Introducing Images That Sound, a groundbreaking project merging visual art and auditory experience. By transforming spectrograms into captivating images and sounds, we invite you to explore a new realm of perception. Our repository provides the tools to generate and manipulate these unique auditory-visual creations, powered by advanced diffusion techniques.

Description

Explore the innovative world of Images that Sound, where visual art intersects with auditory experiences. Developed by Ziyang Chen, Daniel Geng, and Andrew Owens from the University of Michigan, this project showcases how specialized spectrograms can be visualized as images while also producing sound that can be generated through diffusion techniques.
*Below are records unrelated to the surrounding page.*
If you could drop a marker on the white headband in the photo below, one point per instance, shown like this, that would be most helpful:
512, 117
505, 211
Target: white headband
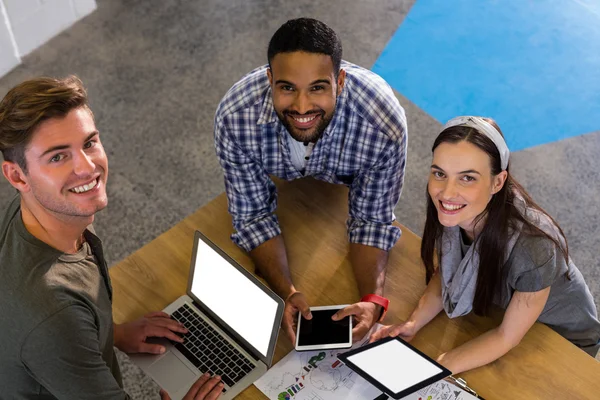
488, 130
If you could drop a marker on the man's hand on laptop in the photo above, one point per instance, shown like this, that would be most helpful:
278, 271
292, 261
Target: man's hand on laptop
130, 337
295, 302
205, 388
365, 316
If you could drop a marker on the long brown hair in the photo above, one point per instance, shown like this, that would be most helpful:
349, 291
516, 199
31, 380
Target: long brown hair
499, 215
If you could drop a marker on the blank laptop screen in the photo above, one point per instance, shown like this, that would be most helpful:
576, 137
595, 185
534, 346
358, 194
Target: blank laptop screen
237, 300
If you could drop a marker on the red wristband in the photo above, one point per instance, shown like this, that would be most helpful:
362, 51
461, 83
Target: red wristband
379, 300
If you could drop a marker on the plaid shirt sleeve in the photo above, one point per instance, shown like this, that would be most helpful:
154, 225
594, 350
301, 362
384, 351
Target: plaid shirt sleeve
251, 194
373, 197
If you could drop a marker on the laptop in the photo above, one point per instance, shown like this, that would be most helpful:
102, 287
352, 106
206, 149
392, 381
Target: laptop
233, 321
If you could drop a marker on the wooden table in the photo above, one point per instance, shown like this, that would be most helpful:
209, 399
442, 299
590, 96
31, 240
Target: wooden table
312, 215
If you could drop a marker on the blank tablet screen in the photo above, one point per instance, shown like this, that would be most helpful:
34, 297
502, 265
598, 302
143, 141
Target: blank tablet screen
394, 365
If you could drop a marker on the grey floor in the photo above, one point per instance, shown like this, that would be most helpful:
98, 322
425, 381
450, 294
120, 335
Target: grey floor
156, 70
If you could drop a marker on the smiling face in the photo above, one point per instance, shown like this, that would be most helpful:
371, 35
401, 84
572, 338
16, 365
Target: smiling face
461, 184
305, 90
66, 167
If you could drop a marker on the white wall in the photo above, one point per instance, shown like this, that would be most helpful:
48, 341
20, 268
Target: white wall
27, 24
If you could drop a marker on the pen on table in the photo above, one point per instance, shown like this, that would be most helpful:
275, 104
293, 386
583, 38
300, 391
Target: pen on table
461, 383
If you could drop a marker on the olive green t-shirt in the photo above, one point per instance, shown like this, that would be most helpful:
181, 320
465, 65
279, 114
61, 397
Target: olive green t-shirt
56, 339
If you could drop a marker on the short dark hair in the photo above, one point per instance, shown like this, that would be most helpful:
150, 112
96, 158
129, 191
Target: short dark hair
29, 104
309, 35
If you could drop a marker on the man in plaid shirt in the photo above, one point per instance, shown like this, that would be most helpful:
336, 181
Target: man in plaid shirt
308, 113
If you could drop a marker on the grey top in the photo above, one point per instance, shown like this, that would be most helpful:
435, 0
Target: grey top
535, 264
56, 339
You can find our research paper here and visit the project page for further insights.

Key Features

  • Generate images that sound through advanced multimodal denoising and diffusion methods.
  • Utilize pretrained models like Stable Diffusion v1.5 and Auffusion for high-quality output.
  • Explore different methodologies including Imprint and SDS for innovative multimedia creation.

Usage Examples

To create images that sound using our multimodal denoising method:

python src/main_denoise.py experiment=examples/bell

For the Imprint baseline method, you can run:

python src/main_imprint.py experiment=examples/bell

To use the SDS baseline, execute:

python src/main_sds.py experiment=examples/bell

Additionally, we offer colorization capabilities to produce visually vibrant generated videos paired with audio. Run the following code for generating colorized videos:

python src/colorization/create_color_video.py \
  --sample_dir /path/to/generated/sample/dir \
  --prompt "a colorful photo of [object]" \
  --num_samples 16 --guidance_scale 10 \
  --num_inference_steps 30 --start_diffusion_step 7

Acknowledgements

We would like to express our gratitude to the open-source community, relying on various resources and tools such as Lightning-Hydra-Template, diffusers, and many others to realize this project.

Explore the fascinating blend of imagery and sound with Images that Sound and immerse yourself in an entirely new multimedia experience!